Places on our route, towns like Reading or Newbury, brought back the London mood for a while, but they were no more then dips in a graph of revival.

There is an inability to sustain the tragic mood, a phoenix quality of the mind. It may be helpful or harmful, it is just a part of the will to survive-yet, also, it has made it possible for us to engage in one weakening war after another. But it is a necessary part of our mechanism that we should be able to cry only for a time over even an ocean of spilt milk-the spectacular must soon become the commonplace if life is to be supportable. Under a wide blue sky where a few clouds sailed like celestial icebergs the cities became a less oppressive memory, and the sense of living freshened us again like a clean wind. It does not, perhaps, excuse, but it does at least explain why from time to time I was surprised to find myself singing as I drove.

At Hungerford we stopped for more food and fuel. The feeling of release continued to mount as we passed through miles of untouched country. It did not seem lonely yet, only sleeping and friendly. Even the sight of occasional little groups of triffids swaying across a field, or of others resting with their roots dug into the soil, held no hostility to spoil my mood. They were, once again, the simple objects of my professional interest.

Short of Devizes we pulled up once more to consult the map. A little farther on we turned down a side road to the right and drove into the village of Tynsham.

TYNSHAM

There was little likelihood of anyone missing the Manor. Beyond the few cottages which constituted the village of Tynsham the high wall of an estate ran beside the road. We followed it until we came to massive wrought-iron gates. Behind them stood a young woman on whose face the sober seriousness of responsibility had suppressed all human expression. She was equipped with a shotgun which she clasped in inappropriate places. I signaled to Coker to stop, and called to her as I drew up. Her mouth moved, but not a word penetrated the clatter of the engine. I switched off.

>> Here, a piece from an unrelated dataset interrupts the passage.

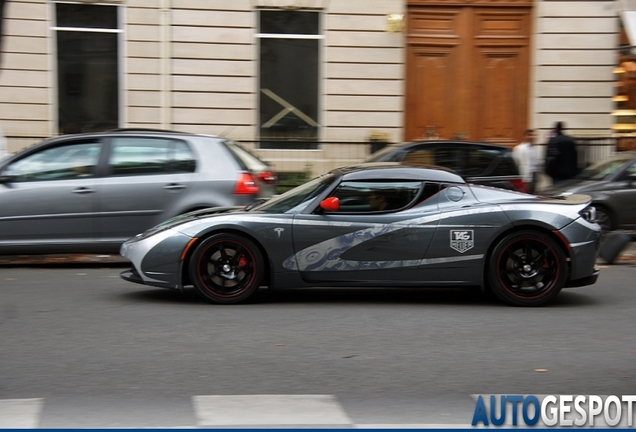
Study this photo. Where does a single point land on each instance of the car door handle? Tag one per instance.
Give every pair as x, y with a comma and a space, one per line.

“This is Tynsham Manor?” I asked.

She was not giving that, or anything else, away. “Where are you from? And how many of you?” she countered.

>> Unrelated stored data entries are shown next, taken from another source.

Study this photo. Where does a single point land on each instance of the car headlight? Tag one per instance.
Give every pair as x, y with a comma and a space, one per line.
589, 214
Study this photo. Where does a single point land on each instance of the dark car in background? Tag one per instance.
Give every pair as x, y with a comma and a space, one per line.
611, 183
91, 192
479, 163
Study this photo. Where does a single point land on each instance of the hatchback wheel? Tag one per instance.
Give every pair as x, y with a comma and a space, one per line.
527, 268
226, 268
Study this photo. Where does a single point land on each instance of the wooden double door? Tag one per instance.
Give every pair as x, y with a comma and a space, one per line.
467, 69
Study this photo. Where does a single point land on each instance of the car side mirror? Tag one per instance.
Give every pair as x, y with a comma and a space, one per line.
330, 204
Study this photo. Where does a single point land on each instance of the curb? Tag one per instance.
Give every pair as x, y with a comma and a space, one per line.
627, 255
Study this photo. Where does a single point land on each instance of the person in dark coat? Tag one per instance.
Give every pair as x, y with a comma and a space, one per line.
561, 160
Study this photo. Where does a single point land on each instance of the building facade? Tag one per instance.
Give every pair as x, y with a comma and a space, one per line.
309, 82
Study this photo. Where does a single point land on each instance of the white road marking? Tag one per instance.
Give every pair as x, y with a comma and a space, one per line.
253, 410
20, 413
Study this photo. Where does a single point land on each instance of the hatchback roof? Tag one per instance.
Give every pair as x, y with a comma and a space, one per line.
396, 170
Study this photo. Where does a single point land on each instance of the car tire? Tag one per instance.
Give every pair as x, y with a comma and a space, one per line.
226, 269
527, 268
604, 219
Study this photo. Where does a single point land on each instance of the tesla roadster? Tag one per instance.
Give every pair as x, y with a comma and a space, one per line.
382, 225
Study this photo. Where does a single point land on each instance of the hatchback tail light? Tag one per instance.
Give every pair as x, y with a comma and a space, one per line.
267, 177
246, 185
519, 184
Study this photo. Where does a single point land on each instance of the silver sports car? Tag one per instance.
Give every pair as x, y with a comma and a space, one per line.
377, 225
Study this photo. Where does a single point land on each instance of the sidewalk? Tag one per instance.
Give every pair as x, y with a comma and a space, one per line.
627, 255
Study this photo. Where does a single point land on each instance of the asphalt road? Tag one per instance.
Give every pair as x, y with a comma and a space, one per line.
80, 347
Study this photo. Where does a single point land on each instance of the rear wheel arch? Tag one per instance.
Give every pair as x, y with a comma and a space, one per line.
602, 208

I could have wished that she did not fiddle about with her gun in just the way she did. Briefly, and keeping an eye on her uneasy fingers, I explained who we were, why we came, roughly what we carried, and guaranteed that there were no more of us hidden in the trucks. I doubted whether she was taking it in. Her eyes were fixed on mine with a mournfully speculative expression more common in bloodhounds, but not reassuring even there. My words did little to disperse that random suspicion which makes the highly conscientious so wearing. As she emerged to glance into the backs of the trucks, and verify my statements, I hoped for her sake that she would not chance to encounter a party of whom her suspicions were justified. Admission that she was satisfied would have weakened her role of reliability, but she did eventually consent, still with reserve, to allow us in.

“Take the right fork,” she called up to me as I passed, and turned back at once to attend to the security of the gates. Beyond a short avenue of elms lay a park landscaped in the manner of the late eighteenth century, and dotted with trees which had had space to expand into full magnificence. The house, when it came into view, was not a stately home in the architectural sense, but there was a lot of it. It rambled over a considerable ground area and through a variety of building styles, as though none of its previous owners had been able to resist the temptation to leave his personal mark upon it. Each, while respecting the work of his forefathers, had apparently felt it incumbent upon him to express the spirit of his own age. A confident disregard of previous levels had resulted in a sturdy waywardness. It was inescapably a funny house, yet friendly and reliable-looking.